This wasn't stupidity. It was a coherent system. Truth, goodness, and beauty were all aspects of the same divine order. To know something truly was to understand its place in God's creation. The medieval university didn't separate theology from natural philosophy because they saw no reason to—understanding nature was understanding God's handiwork. The idea that facts could exist independently of moral and spiritual meaning would have struck a thirteenth-century scholar as deeply bizarre, maybe even dangerous.

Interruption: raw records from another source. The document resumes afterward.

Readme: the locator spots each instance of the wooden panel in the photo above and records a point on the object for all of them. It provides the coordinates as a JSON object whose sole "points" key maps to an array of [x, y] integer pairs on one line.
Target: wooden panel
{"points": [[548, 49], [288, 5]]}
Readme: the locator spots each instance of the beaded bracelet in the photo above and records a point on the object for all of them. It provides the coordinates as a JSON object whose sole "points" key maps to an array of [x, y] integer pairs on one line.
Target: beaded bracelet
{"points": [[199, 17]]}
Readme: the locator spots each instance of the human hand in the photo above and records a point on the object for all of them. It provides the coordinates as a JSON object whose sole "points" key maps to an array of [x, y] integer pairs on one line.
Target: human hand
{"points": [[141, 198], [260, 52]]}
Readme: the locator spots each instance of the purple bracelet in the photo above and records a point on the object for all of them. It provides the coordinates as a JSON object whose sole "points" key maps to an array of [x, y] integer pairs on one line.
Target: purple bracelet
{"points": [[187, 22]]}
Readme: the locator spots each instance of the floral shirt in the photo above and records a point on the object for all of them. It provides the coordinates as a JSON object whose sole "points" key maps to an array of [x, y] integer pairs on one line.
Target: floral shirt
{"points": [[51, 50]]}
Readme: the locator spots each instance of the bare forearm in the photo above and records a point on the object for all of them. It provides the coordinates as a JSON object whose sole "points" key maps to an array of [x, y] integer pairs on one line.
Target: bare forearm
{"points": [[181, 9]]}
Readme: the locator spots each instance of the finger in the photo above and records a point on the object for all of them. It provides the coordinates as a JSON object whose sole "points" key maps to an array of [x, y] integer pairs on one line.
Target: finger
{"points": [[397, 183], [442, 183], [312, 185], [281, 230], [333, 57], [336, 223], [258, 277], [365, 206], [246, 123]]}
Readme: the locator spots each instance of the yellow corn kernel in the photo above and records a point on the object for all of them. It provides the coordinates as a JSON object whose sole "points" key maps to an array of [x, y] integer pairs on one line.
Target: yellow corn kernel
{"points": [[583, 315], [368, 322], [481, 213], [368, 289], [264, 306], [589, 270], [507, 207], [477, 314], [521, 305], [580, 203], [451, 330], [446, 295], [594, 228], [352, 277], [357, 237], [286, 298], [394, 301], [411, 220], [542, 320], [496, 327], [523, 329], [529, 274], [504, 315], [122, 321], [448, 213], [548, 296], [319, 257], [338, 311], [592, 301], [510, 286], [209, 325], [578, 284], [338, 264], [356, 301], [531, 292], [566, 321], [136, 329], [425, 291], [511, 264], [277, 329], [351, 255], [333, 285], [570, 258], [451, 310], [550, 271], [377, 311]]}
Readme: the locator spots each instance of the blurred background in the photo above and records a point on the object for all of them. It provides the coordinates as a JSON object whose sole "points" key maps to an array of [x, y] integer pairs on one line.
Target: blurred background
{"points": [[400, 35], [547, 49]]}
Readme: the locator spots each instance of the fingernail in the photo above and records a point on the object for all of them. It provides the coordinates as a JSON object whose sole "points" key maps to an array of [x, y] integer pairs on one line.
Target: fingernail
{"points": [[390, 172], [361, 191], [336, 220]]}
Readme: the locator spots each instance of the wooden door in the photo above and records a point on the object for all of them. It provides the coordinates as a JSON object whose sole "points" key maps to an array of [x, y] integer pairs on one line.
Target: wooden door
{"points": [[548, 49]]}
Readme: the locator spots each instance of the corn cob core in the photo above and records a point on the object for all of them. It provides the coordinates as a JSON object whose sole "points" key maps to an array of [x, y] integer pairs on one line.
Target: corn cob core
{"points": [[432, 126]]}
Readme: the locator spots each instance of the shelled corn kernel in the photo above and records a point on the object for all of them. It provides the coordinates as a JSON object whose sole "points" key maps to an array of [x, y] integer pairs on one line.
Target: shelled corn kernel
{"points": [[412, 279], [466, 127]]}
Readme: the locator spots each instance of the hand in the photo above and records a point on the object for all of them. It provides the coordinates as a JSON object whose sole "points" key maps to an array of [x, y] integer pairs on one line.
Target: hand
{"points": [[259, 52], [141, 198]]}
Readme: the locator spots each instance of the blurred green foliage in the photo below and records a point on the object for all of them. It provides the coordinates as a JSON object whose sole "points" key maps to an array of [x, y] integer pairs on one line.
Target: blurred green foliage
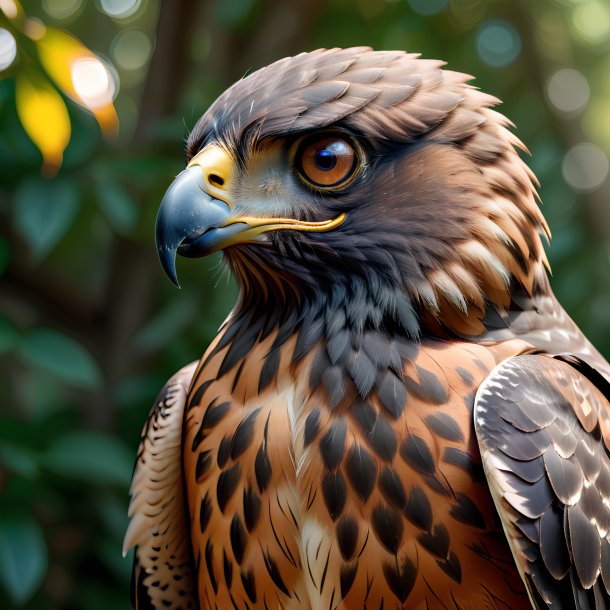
{"points": [[89, 326]]}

But here's the thing about divine truth: it required a monopoly. The system worked beautifully as long as one institution controlled interpretation. The moment Martin Luther nailed his theses to that church door in 1517, he didn't just challenge Catholic doctrine—he accidentally cracked open the question of who gets to say what's true. If Christians could disagree about the meaning of scripture, then revelation alone couldn't settle arguments. Europe needed a new umpire. Enter the scientists, stage left.

Takeaway

When truth depends on a single authority, it feels absolute—but it's only as stable as that authority's grip on power. The collapse of intellectual monopolies doesn't destroy truth; it forces us to find better methods for reaching it.

Scientific Revolution: The Promise of Procedure

The seventeenth century had a bold pitch: forget who says something is true, and focus on how they figured it out. Francis Bacon, Robert Boyle, and their fellow travellers proposed something radical—truth wasn't about authority or revelation but about method. Design an experiment. Record your observations. Let others repeat it. If anyone, anywhere, following the same steps, gets the same result, then you've found something real. Truth went from being a gift from above to being a product of careful procedure.

This was intoxicating. Within a few generations, the scientific method delivered results that revelation never could: laws of motion, germ theory, electricity. The Royal Society's motto—Nullius in verba, "take nobody's word for it"—was a direct rejection of the old model. Truth no longer needed a pope or a king to certify it. It just needed a well-designed experiment and honest reporting. The Enlightenment ran with this idea and extended it to politics, ethics, and economics. Surely, if we could find objective laws governing planetary orbits, we could find objective laws governing human societies too.

But the scientific model carried a hidden vulnerability that wouldn't fully surface for centuries. It worked spectacularly for falling apples and boiling water—but what about questions where you couldn't run a controlled experiment? What about history, morality, culture, meaning? The very success of science quietly divided the world into things we could prove and things we couldn't—and slowly, anything in the second category started to look like merely an opinion. The method designed to liberate truth from authority accidentally created a hierarchy where only certain kinds of truth counted.

Takeaway

The scientific method didn't just change what we believed—it changed what counts as believing. By tying truth to reproducible procedure, it gave us extraordinary power over the physical world while quietly demoting every question that couldn't fit inside a laboratory.

Postmodern Collapse: When Perspective Became Everything

By the mid-twentieth century, cracks in the edifice of objective truth were impossible to ignore. Thomas Kuhn's The Structure of Scientific Revolutions in 1962 argued that even scientists don't just follow the facts—they work within paradigms, shared frameworks that shape what questions get asked and what evidence gets noticed. Switch the paradigm, and the same data tells a different story. Meanwhile, thinkers like Michel Foucault were pointing out that claims to objective truth had a suspicious habit of serving the powerful. Who decided what counted as scientific, rational, or factual? Usually the people already running things.

Postmodernism took these observations and pushed them to their logical extreme. If every claim to truth is shaped by culture, language, and power, then maybe there's no view from nowhere—no God's-eye perspective that sees things as they really are. Jean-François Lyotard declared the end of grand narratives: those big, confident stories about progress, reason, and universal truth that had powered Western thought since the Enlightenment. What replaced them wasn't chaos exactly, but a world of competing perspectives, each valid within its own framework.

Here's where things get genuinely tricky. The postmodern critique wasn't wrong—power does shape what gets called true, and cultural context does influence how we interpret evidence. But the popular version of this insight metastasised into something the original thinkers might not have intended: the idea that all perspectives are equally valid, that expertise is just another opinion, and that my truth is as good as the truth. The sophisticated philosophical argument that objectivity is harder than we thought got flattened into the bumper-sticker version: nothing is really true.

Takeaway

Postmodernism's real insight wasn't that truth doesn't exist—it's that claiming to have found it is always partially an act of power. The challenge isn't choosing between naive objectivity and total relativism, but learning to hold both the pursuit of truth and humility about our perspective at the same time.

The history of truth isn't a story of decline from certainty to chaos. It's a story of growing up. Each era discovered a genuine problem with the previous model—revelation couldn't survive pluralism, scientific objectivity couldn't cover all of human experience, and claims to neutrality often masked power. Each correction was necessary. Each overcorrection created new problems.

Understanding this trajectory doesn't tell you what to believe, but it gives you something valuable: the ability to recognise which version of truth someone is appealing to when they argue with you—and the wisdom to know that the search itself matters more than any final answer.